In cats, osteolysis is not common, and the tumour more often appears in the abdominal organs or skin.
2.5 Biopsy of the bone marrow
Marrow biopsy is somewhat rarely performed in daily clinical practice. There is nothing preventing you from biopsying the marrow, but it is difficult. You need proper equipment and technique. The relatively uncommon need for biopsy leads to clinician discomfort with a procedure they rarely perform. Along those lines, many cases with indications for bone marrow work-up end up being referred to specialty centers, where specialists end up performing the biopsies.
Work-up of the bone marrow should always include three submissions: 1) bone marrow biopsy, 2) bone marrow aspirate, and 3) CBC from the time of biopsy. Any historical CBCs should be also made available to the pathologists.
Biopsies are routinely taken from the humerus, femur, or ilium in small animals.
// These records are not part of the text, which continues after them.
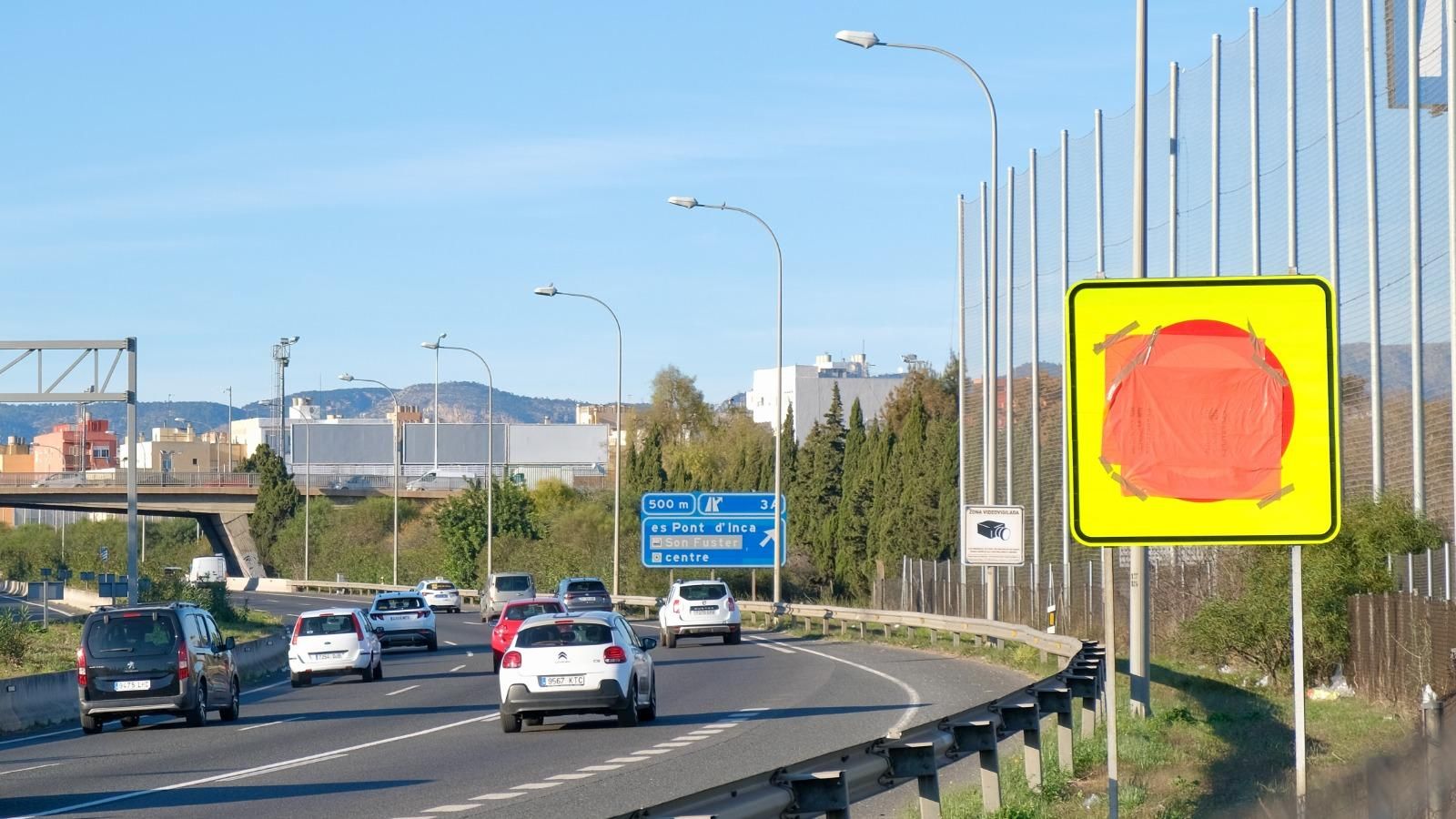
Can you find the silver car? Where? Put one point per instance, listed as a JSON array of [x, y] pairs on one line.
[[502, 588]]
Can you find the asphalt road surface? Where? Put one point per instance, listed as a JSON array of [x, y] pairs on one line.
[[426, 741]]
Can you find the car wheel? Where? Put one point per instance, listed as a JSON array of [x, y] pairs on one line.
[[233, 707], [628, 717], [197, 716], [650, 713]]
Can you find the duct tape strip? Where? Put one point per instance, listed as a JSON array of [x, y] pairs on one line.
[[1114, 339], [1276, 496], [1130, 487]]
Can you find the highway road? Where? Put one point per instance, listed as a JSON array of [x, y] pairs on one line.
[[426, 741]]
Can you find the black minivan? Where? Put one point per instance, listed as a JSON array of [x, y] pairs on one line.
[[155, 659]]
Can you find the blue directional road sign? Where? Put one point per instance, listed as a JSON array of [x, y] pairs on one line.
[[711, 530]]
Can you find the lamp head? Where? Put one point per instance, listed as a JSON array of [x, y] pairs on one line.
[[861, 38]]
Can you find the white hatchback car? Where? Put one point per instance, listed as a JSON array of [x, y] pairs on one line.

In large animals, the sternum and tuber coxae are preferred sites. Aspirates and biopsies can be performed simultaneously. Bone marrow aspirates are delivered to clinical pathologists, who can best characterize and classify the aspirated cells. Core biopsies are sent to anatomic pathologists, who can identify architectural disturbances and the presence of abnormal marrow components, such as myelofibrosis, neoplasia, or inflammation.
A note on terminology: This is an “FYI” part of the notes, but may be useful to know. The terminolgy surrounding the evaluation of bone marrow has changed in recent years. One of the important metrics used to evaluate bone marrow is the ratio between cells of the granulocytic and macrophage lineages vs. those in the erythrocytic lineage. Historically, this was referred to as the “myeloid:erythroid” ratio (M:E ratio). This is inaccurate, however, as techinically both erythroid and granulocytic cells are part of the myeloid lineage. The terminology has now shifted, such that this evaluation is reported as the “granulocytic:erythroid ratio”. If you see the older, “M:E” term in the literature, it is referring to the same thing as the “G:E” ratio. Fascinating stuff. Refer back to Fig 2.1 for help with these terms.